3. Go to http://en.wikipedia.org/wiki/Kana#Kana_in_Unicode , and compare
the symbols shown in (1) with these, it can be seen that (1)'s 13041
corresponds to (3)'s 3041, 13042 with 3042, etc.
3. Go to http://en.wikipedia.org/wiki/Gothic_alphabet , it can be seen
that gothic letters, which are also in the SMP, are displayed correctly
(compare against the images), by looking at the source it can be seen
that they are not XML entities but rather straight unicode.
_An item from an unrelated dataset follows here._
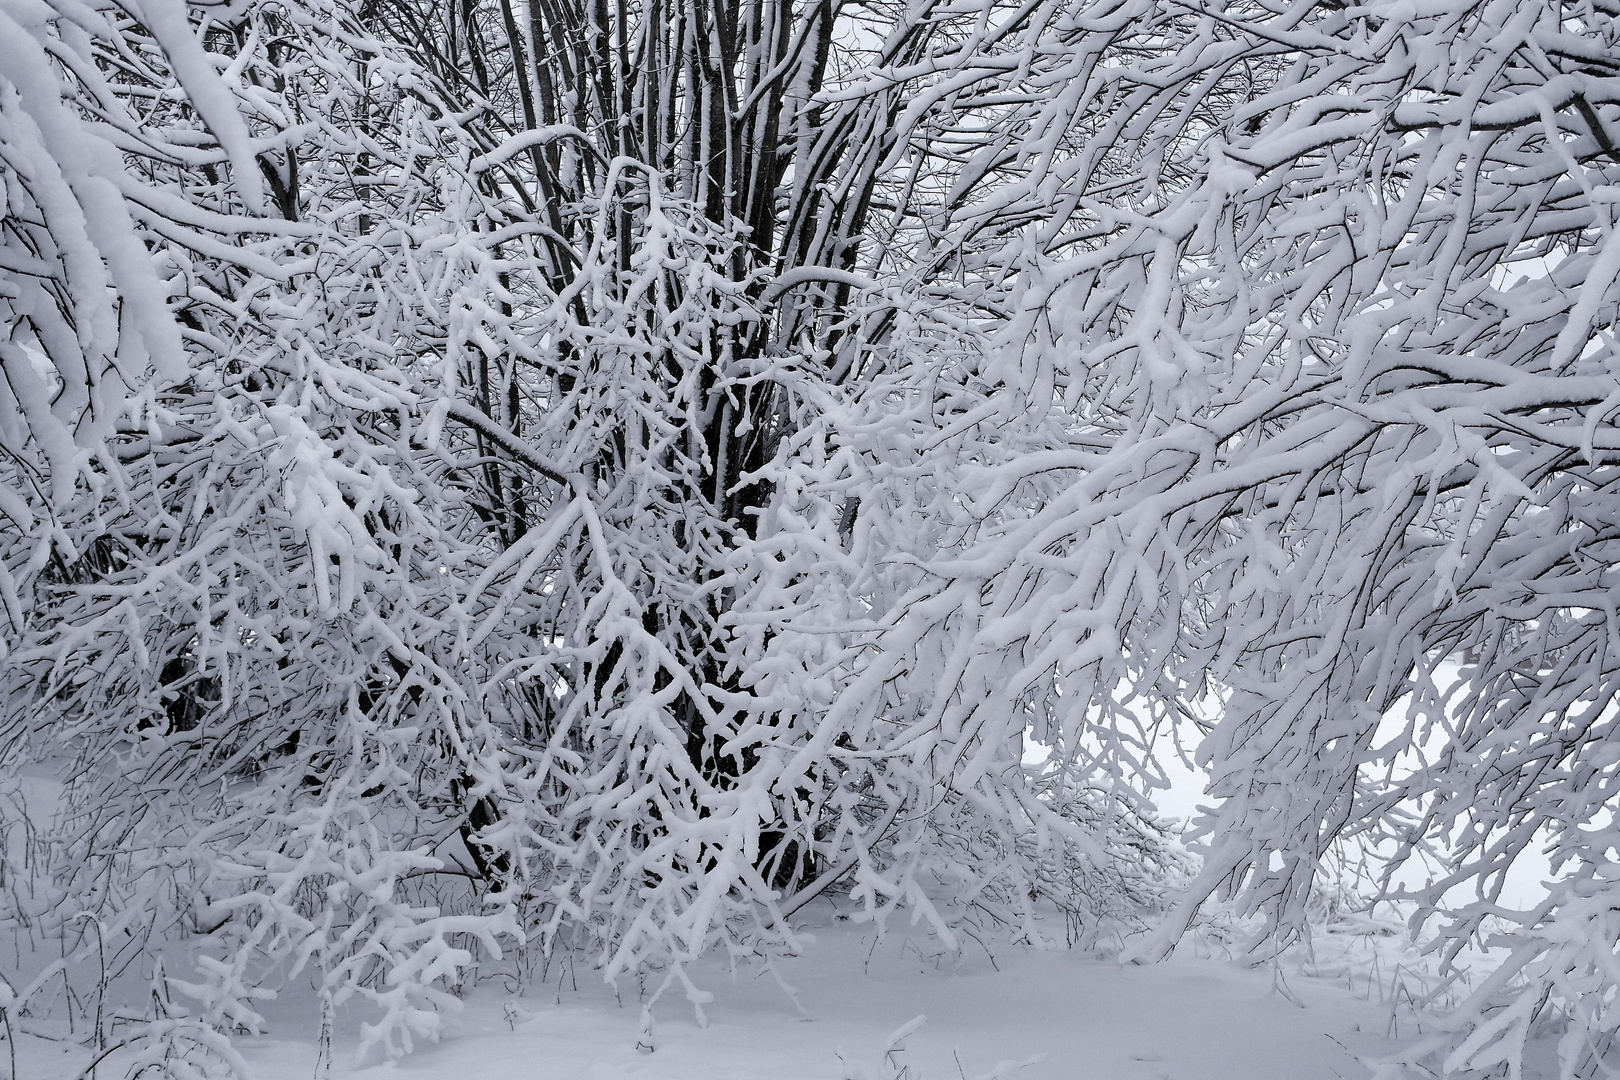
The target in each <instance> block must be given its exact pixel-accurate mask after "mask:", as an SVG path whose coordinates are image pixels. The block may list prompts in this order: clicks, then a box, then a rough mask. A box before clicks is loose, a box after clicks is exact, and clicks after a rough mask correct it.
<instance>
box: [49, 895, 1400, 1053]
mask: <svg viewBox="0 0 1620 1080" xmlns="http://www.w3.org/2000/svg"><path fill="white" fill-rule="evenodd" d="M808 915H810V916H808V920H807V929H808V933H812V934H813V936H815V944H813V947H810V949H808V950H807V955H804V957H799V959H789V960H784V962H779V965H778V973H779V975H781V978H782V981H786V983H787V984H789V986H792V988H794V989H795V991H797V994H795V997H797V1006H799V1007H795V1002H794V997H791V996H789V994H787V993H786V991H784V989H782V988H781V984H779V983H778V980H776V978H774V976H773V975H771V973H770V972H760V970H758V968H757V967H755V968H745V970H740V972H739V973H737V976H735V978H732V976H731V973H729V972H727V970H726V967H724V965H723V963H721V962H718V960H716V962H714V963H713V965H708V967H706V968H705V970H701V972H700V973H698V975H700V980H698V981H700V984H701V986H703V988H705V989H708V991H711V993H713V994H714V1001H713V1002H711V1004H710V1006H708V1009H706V1014H708V1027H706V1028H705V1027H698V1023H697V1020H695V1017H693V1010H692V1007H690V1006H689V1004H687V1002H685V999H684V997H680V996H679V991H671V993H669V994H667V996H666V999H664V1001H663V1002H659V1006H658V1009H656V1023H654V1031H653V1043H654V1049H653V1052H642V1051H638V1049H637V1043H638V1038H640V1007H638V1004H637V1001H635V984H633V981H620V991H624V1004H622V1006H620V1004H619V1002H617V1001H616V997H614V991H612V988H609V986H606V984H604V983H601V981H599V976H596V975H595V973H593V972H590V970H583V968H582V970H578V972H577V973H575V972H569V970H567V968H564V970H562V972H561V981H559V980H557V978H556V976H557V975H559V972H557V968H556V965H554V967H552V973H551V975H552V978H551V980H549V983H548V984H544V986H531V988H530V989H528V993H527V994H525V996H522V997H512V996H509V994H507V993H504V991H502V989H499V988H496V986H484V988H480V989H478V991H476V993H473V994H471V996H470V999H468V1002H467V1009H465V1012H462V1014H460V1017H458V1018H457V1020H455V1023H454V1028H452V1033H450V1035H449V1036H447V1038H444V1040H442V1041H441V1043H437V1044H429V1046H424V1048H420V1049H418V1051H416V1052H415V1054H411V1056H408V1057H405V1059H402V1061H395V1062H382V1064H379V1062H376V1061H371V1062H355V1059H353V1051H355V1044H356V1040H355V1030H353V1028H352V1022H348V1020H340V1025H339V1035H337V1040H335V1046H334V1051H335V1052H334V1062H332V1069H330V1077H332V1078H334V1080H335V1078H356V1080H358V1078H366V1080H382V1078H397V1080H407V1078H413V1077H418V1078H421V1080H509V1078H510V1080H520V1078H522V1080H541V1078H551V1077H557V1078H575V1077H577V1078H580V1080H619V1078H620V1077H624V1078H629V1077H646V1078H656V1080H687V1078H690V1080H732V1078H735V1080H765V1078H776V1077H781V1078H784V1080H786V1078H794V1080H800V1078H805V1080H815V1078H826V1080H846V1078H863V1080H897V1078H901V1077H904V1080H964V1078H966V1080H988V1078H990V1077H1000V1078H1003V1080H1014V1078H1016V1080H1045V1078H1051V1080H1058V1078H1063V1080H1162V1078H1166V1077H1168V1078H1173V1080H1351V1078H1356V1077H1364V1075H1367V1069H1366V1067H1364V1065H1362V1064H1359V1062H1358V1061H1356V1057H1354V1054H1377V1052H1380V1051H1383V1049H1387V1048H1388V1046H1390V1043H1387V1041H1385V1040H1383V1035H1385V1033H1388V1030H1390V1018H1392V1010H1390V1006H1385V1004H1380V1002H1379V999H1377V996H1379V993H1380V991H1379V989H1377V988H1372V986H1367V984H1358V986H1356V988H1354V989H1349V988H1348V986H1346V983H1348V981H1349V976H1346V973H1345V972H1343V970H1341V968H1332V967H1328V968H1324V972H1327V973H1325V975H1320V976H1315V978H1312V976H1309V975H1306V973H1304V972H1301V970H1298V968H1296V970H1293V973H1291V975H1288V976H1286V981H1285V986H1283V989H1278V988H1277V986H1275V978H1277V976H1275V973H1273V972H1272V970H1268V968H1262V970H1252V968H1244V967H1238V965H1236V963H1231V962H1228V960H1223V959H1218V957H1199V955H1192V954H1194V952H1209V949H1210V947H1209V946H1207V944H1204V946H1199V947H1197V949H1184V950H1183V952H1184V954H1186V955H1178V957H1174V959H1171V960H1170V962H1166V963H1162V965H1147V967H1121V965H1119V963H1115V962H1110V960H1103V959H1097V957H1089V955H1085V954H1081V952H1071V950H1063V949H1058V950H1035V949H1029V947H1016V946H1006V944H1003V946H996V944H993V942H991V944H990V950H991V952H993V954H995V965H993V963H991V957H990V955H988V954H987V950H985V949H982V947H978V946H974V944H972V942H969V950H966V952H964V954H959V955H949V954H944V952H943V950H941V949H940V947H938V946H936V944H935V942H932V939H930V938H928V936H927V934H925V933H920V931H910V928H906V926H894V928H891V931H889V934H888V938H886V939H885V941H883V942H880V944H876V946H875V938H873V933H872V928H870V926H862V925H854V923H847V921H838V920H836V915H834V910H833V908H831V907H821V908H818V910H815V912H810V913H808ZM907 931H910V933H907ZM998 968H1000V970H998ZM559 983H561V984H559ZM1290 997H1293V999H1294V1001H1291V999H1290ZM1296 1002H1298V1004H1296ZM800 1009H802V1014H800ZM266 1017H267V1018H269V1020H271V1031H269V1033H267V1035H266V1036H261V1038H241V1040H238V1046H240V1048H241V1051H243V1056H245V1057H246V1061H248V1064H249V1065H251V1069H253V1075H254V1077H256V1078H258V1080H295V1078H296V1080H309V1078H311V1077H313V1075H316V1057H318V1051H316V1046H318V1043H316V1035H318V1030H319V1018H318V1009H316V1004H314V999H313V996H309V994H303V996H300V994H290V996H283V999H282V1001H277V1002H271V1004H269V1007H267V1009H266ZM917 1017H927V1022H923V1023H922V1025H920V1027H917V1028H915V1030H914V1033H910V1035H909V1036H907V1038H904V1040H902V1046H901V1048H899V1049H896V1051H893V1052H889V1054H886V1052H885V1048H886V1046H888V1044H889V1043H891V1035H893V1033H896V1031H897V1030H901V1028H906V1027H907V1025H910V1022H914V1020H915V1018H917ZM18 1049H19V1061H18V1080H58V1078H60V1080H66V1078H70V1077H73V1075H76V1074H78V1072H79V1070H81V1069H83V1067H84V1065H86V1064H87V1061H89V1054H87V1052H86V1051H84V1049H83V1048H81V1046H79V1044H78V1043H76V1041H63V1043H52V1041H47V1040H42V1038H29V1036H21V1038H19V1048H18ZM100 1075H102V1077H104V1078H113V1077H118V1078H122V1077H123V1075H125V1069H120V1067H117V1062H115V1061H109V1062H107V1064H104V1065H102V1067H100Z"/></svg>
This only shows the bug for Egyptian hieroglyphs, but it's probably the
case for all non-BMP code points.

No plugins loaded.
Comment 1 MD 2009-12-17 20:41:08 UTC
I believe the problem is in the file khtml/htmltokenizer.cpp , where this code is found:

        case Hexadecimal:
        {
            int uc = EntityChar.unicode();
            int ll = qMin<uint>(src.length(), 8);
            while(ll--) {
                QChar csrc(src->toLower());
                cc = csrc.cell();

                if(csrc.row() || !((cc >= '0' && cc <= '9') || (cc >= 'a' && cc <= 'f'))) {
                    break;
                }
                uc = uc*16 + (cc - ( cc < 'a' ? '0' : 'a' - 10));
                cBuffer[cBufferPos++] = cc;
                ++src;
            }
            EntityChar = QChar(uc);
            Entity = SearchSemicolon;
            break;
        }
        case Decimal:
        {
            int uc = EntityChar.unicode();
            int ll = qMin(src.length(), 9-cBufferPos);
            while(ll--) {
                cc = src->cell();

                if(src->row() || !(cc >= '0' && cc <= '9')) {
                    Entity = SearchSemicolon;
                    break;
                }

                uc = uc * 10 + (cc - '0');
                cBuffer[cBufferPos++] = cc;
                ++src;
            }
            EntityChar = QChar(uc);
            if(cBufferPos == 9)  Entity = SearchSemicolon;
            break;
        }

I think this code should generate two QChar in the case of unicode codepoints not in the Basic Multilingual Plane. Furthermore, I believe uc should be an unsigned int.
Comment 2 Kevin Kofler 2010-04-02 11:54:47 UTC
I can confirm this.

Testcase: http://www.yaronet.com/posts.php?s=130411 (should show a reversed B, assuming you have a font which covers Deseret, such as G. Douros's Analecta (gdouros-analecta-fonts in Fedora)).

(No, I'm not interested in Mormon liturgy at all, I just picked that character because it showed up in kernel.org's April Fools joke. ;-) )
Comment 3 Justin Zobel 2021-03-21 00:25:11 UTC
Thank you for the bug report.

As this report hasn't seen any changes in 10 years or more, we ask if you can please confirm that the issue still persists.

If this bug is no longer persisting or relevant please change the status to resolved.